Al Capone bought himself a new pair of alligator skin shoes and was very pleased with them, one morning he woke to find his shoes badly chewed, he summonded his body gaurds and offered a reward for the capture of the culpprit.

The following day a large body gaurd entered his bedroom with a scrawny looking moggy and said

"Pardon me Al is this the cat that chewed your new shoes"


----------



## asprn (Feb 10, 2006)

You can rest assured that I'll not be copying THIS one onto FaceBook.......


----------



## loddy (Feb 12, 2007)

:lol: :lol: :lol:

too correct eh ?


----------



## asprn (Feb 10, 2006)

loddy said:


> :lol: :lol: :lol:
> too correct eh ?


Exactly - disgustingly inoffensive.

:lol:


----------



## Remus (Feb 10, 2011)

A Luton electrical retailer was the victim of a ram raid in the early hours of this moring. The thief escaped with a music system. Witnesses said the car, horn blaring, was driven at high speed from the scene of the crime. The thief is thought to be casual agricultural worker Joseph Smith, illegitimate child of the local Abbey's Mother Superior. Police siad they are looking for a 
"Luton tooting, Hi-Fi looting, son of a nun, part time ploughboy Joe. 

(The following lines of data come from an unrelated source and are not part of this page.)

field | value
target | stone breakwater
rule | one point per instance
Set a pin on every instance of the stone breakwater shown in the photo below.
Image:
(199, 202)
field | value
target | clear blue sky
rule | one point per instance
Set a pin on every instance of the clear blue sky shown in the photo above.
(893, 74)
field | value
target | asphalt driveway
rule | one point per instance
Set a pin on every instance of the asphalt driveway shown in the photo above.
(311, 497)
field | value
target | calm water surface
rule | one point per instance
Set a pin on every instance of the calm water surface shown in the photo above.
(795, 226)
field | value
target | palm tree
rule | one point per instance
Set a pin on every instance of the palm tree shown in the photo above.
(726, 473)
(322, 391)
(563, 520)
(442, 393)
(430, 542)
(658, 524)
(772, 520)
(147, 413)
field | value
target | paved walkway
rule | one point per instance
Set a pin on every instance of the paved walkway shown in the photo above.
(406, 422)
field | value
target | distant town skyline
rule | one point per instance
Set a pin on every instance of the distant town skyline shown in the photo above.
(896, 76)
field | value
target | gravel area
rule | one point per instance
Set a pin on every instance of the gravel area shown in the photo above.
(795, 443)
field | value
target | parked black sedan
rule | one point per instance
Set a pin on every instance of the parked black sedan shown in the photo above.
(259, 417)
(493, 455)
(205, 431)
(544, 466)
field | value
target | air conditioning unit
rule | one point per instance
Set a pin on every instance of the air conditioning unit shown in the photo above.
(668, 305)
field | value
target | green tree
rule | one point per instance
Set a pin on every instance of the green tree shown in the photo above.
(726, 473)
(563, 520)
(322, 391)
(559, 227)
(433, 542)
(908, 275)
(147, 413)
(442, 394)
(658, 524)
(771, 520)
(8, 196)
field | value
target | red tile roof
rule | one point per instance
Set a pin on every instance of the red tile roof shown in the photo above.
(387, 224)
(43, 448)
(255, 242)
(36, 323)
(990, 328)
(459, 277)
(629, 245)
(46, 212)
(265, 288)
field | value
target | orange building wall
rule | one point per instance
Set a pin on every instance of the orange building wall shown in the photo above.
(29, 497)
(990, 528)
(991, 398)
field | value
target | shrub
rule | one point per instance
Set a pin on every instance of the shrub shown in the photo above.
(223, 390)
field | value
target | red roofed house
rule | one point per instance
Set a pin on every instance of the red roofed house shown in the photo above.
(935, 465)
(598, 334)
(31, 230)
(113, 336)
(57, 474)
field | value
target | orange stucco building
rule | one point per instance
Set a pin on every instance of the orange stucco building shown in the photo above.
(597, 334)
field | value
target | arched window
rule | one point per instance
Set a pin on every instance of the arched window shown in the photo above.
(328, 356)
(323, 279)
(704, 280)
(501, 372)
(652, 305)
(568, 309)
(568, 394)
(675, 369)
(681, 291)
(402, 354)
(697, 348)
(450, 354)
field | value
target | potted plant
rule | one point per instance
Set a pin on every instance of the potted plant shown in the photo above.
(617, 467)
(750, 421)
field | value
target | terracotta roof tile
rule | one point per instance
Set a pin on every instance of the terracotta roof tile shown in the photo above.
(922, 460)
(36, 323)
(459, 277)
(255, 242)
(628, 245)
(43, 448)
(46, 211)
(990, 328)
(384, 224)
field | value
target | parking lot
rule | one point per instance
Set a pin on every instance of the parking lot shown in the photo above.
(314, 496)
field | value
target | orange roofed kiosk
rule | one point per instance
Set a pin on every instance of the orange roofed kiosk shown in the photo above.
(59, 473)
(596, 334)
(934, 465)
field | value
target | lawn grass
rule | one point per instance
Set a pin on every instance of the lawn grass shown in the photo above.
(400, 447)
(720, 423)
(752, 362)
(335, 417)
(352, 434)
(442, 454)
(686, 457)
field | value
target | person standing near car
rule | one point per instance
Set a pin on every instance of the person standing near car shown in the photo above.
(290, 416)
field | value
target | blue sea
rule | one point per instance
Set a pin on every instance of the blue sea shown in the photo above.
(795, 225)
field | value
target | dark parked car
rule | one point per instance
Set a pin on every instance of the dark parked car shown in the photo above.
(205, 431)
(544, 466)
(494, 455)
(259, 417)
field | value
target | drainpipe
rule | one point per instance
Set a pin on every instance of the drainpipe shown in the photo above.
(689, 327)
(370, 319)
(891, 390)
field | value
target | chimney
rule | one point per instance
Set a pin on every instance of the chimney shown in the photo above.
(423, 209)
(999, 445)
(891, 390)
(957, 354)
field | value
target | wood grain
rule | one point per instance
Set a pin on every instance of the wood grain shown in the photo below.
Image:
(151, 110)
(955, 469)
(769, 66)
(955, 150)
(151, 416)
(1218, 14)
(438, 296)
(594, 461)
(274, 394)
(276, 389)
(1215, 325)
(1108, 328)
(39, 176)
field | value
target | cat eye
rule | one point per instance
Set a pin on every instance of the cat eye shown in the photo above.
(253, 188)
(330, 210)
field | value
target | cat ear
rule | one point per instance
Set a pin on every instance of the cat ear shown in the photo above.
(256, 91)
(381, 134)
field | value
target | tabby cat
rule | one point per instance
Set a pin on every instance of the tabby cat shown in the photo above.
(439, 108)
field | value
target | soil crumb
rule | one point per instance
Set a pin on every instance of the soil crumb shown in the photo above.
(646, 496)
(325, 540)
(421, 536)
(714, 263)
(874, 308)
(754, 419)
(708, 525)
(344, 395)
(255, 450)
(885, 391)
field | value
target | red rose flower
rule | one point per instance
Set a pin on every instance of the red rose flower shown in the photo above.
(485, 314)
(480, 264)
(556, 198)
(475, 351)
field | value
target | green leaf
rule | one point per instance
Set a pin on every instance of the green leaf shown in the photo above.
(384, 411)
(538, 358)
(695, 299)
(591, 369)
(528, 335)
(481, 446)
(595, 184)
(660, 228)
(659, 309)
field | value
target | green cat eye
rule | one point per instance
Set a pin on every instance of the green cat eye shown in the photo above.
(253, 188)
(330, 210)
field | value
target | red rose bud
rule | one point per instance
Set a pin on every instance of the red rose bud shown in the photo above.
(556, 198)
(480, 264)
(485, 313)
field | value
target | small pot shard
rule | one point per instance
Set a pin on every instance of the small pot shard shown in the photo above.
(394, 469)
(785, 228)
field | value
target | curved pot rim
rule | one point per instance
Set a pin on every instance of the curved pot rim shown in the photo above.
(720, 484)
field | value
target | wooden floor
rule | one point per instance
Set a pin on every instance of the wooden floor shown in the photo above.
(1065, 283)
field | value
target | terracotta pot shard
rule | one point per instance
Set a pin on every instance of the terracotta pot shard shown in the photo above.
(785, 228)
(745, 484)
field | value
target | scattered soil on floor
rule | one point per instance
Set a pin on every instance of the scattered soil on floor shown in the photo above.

It's ok to groan now for this, like the Al Capone one, is so old that when it was first told the Dead Sea had only just started feeling a bit under the weather.


----------



## 747 (Oct 2, 2009)

What about the German lady who dedicated her life to rounding up and caring for stray dogs.

She had so many that she needed a very large place to keep them and bought 2 old disused flour mills and converted them.

A famous songwriter was so impressed that he wrote a song about her which became a big hit.

It was called "The Mills are alive with the Hounds of Munich"


----------



## peejay (May 10, 2005)

I remember Dave Lee Travis telling this one on Radio1 back in the 70's.

It was groans all round back then as well. :lol: 

Pete


----------



## loddy (Feb 12, 2007)

I only posted it as not to offend anyone

Loddy


----------